Petroleira anuncia compra da Hess por US$ 60 bi, incluindo dívidas — e coloca os pés na Guiana, em parceria com sua principal rival

Hess: fusão coloca a Chevron numa curiosa parceria com a concorrente Exxon (Getty Images/Site Exame)
Hess: fusão coloca a Chevron numa curiosa parceria com a concorrente Exxon (Getty Images/Site Exame)
Raquel Brandão

Raquel Brandão

23 de outubro de 2023 às 12:12

Está aberta a temporada de mega aquisições no setor de petróleo. Duas semanas após a Chevron anunciar a compra da Pioneer, a Exxon acaba de anunciar a compra da Hess por US$ 53 bilhões em troca de ações.

Considerando também a dívida da companhia, a transação soma US$ 60 bilhões, mesmo valor pago pela Pioneer pela concorrente — no maior M&A do ano e um dos maiores deals da história do mercado de óleo e gás.

A fusão coloca a Chevron numa curiosa parceria com a concorrente Exxon. Isso porque a Hess está trabalhando junto com a Exxon e a CNOOC, da China, para desenvolver a perfuração na Guiana.

A Exxon lidera o consórcio que explora o bloco Stabroek, de 6,6 milhões de acres. Ela detém 45%, a Hess, 30%, e os chineses, 25%. A primeira descoberta de petróleo nesse bloco foi em 2015. Hoje, a Guiana é vista como um dos mais proeminentes produtores do mundo, com destaque na América Latina, atrás apenas do Brasil e do México.

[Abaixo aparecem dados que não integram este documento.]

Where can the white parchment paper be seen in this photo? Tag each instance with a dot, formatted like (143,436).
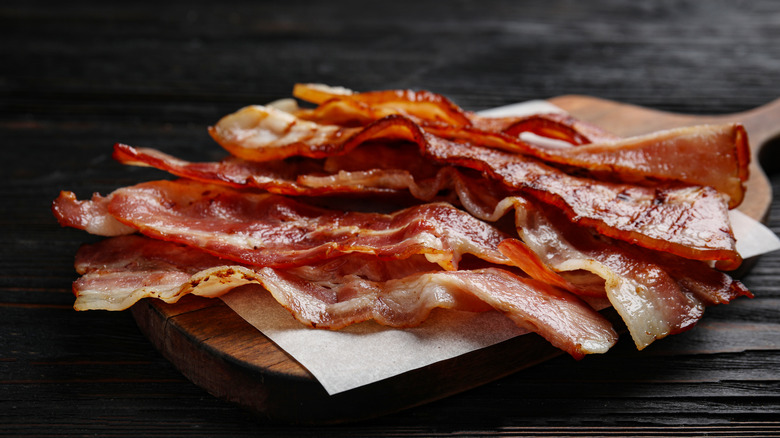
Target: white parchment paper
(367,352)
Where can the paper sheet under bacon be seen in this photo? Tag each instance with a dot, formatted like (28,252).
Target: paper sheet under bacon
(118,272)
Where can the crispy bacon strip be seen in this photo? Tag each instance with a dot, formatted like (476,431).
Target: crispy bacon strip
(656,294)
(281,177)
(673,155)
(269,230)
(689,221)
(117,272)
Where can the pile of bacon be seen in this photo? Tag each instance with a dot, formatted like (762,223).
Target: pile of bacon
(543,218)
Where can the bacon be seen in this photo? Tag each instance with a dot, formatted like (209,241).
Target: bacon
(117,272)
(269,230)
(281,177)
(91,216)
(690,221)
(598,218)
(673,155)
(655,294)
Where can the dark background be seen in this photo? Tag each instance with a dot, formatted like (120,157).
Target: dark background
(76,77)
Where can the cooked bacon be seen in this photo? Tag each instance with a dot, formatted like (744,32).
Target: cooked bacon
(674,155)
(279,177)
(656,294)
(340,106)
(690,221)
(91,216)
(118,272)
(270,230)
(599,217)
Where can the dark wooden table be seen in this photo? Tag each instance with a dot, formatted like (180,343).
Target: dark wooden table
(75,78)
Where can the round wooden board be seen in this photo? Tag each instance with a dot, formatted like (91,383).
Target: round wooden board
(219,351)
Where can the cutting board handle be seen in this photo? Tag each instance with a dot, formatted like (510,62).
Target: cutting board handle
(762,125)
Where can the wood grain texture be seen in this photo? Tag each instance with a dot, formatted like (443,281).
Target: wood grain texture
(77,77)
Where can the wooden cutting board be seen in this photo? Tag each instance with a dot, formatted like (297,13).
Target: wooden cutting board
(219,351)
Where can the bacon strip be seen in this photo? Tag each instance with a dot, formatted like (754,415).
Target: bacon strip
(655,294)
(117,272)
(269,230)
(689,221)
(674,155)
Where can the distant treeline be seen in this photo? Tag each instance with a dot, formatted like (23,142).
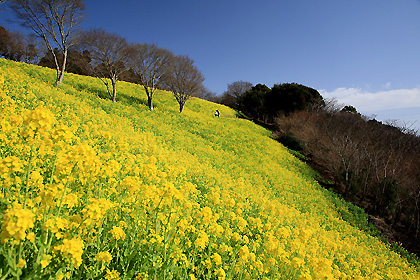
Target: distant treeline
(372,164)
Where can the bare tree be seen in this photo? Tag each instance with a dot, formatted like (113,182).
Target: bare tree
(148,63)
(109,54)
(53,21)
(233,92)
(183,79)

Lá foram feitas ao menos 30 descobertas de petróleo de classe mundial nos últimos anos. Ao todo, são 11 bilhões de barris de petróleo em reservas provadas — quase a totalidade das reservas brasileiras, apesar de um território muito menor.

(Vem daí o interesse da Petrobras pela Margem Equatorial, que vai do Rio Grande do Norte ao Amapá, incluindo a polêmica Foz do Amazonas. A expectativa é que a região tenha um perfil geológico semelhante à da costa do país vizinho.)

A Hess também tem um projeto de xisto na Dakota do Norte, junto com ativos no Golfo do México e no Golfo da Tailândia.

Na aquisição, a Chevron está pagando US$ 171 por ação, ou um prêmio de 4,9% considerando o último fechamento dos papéis da Hess. O pagamento é feito por troca de ações.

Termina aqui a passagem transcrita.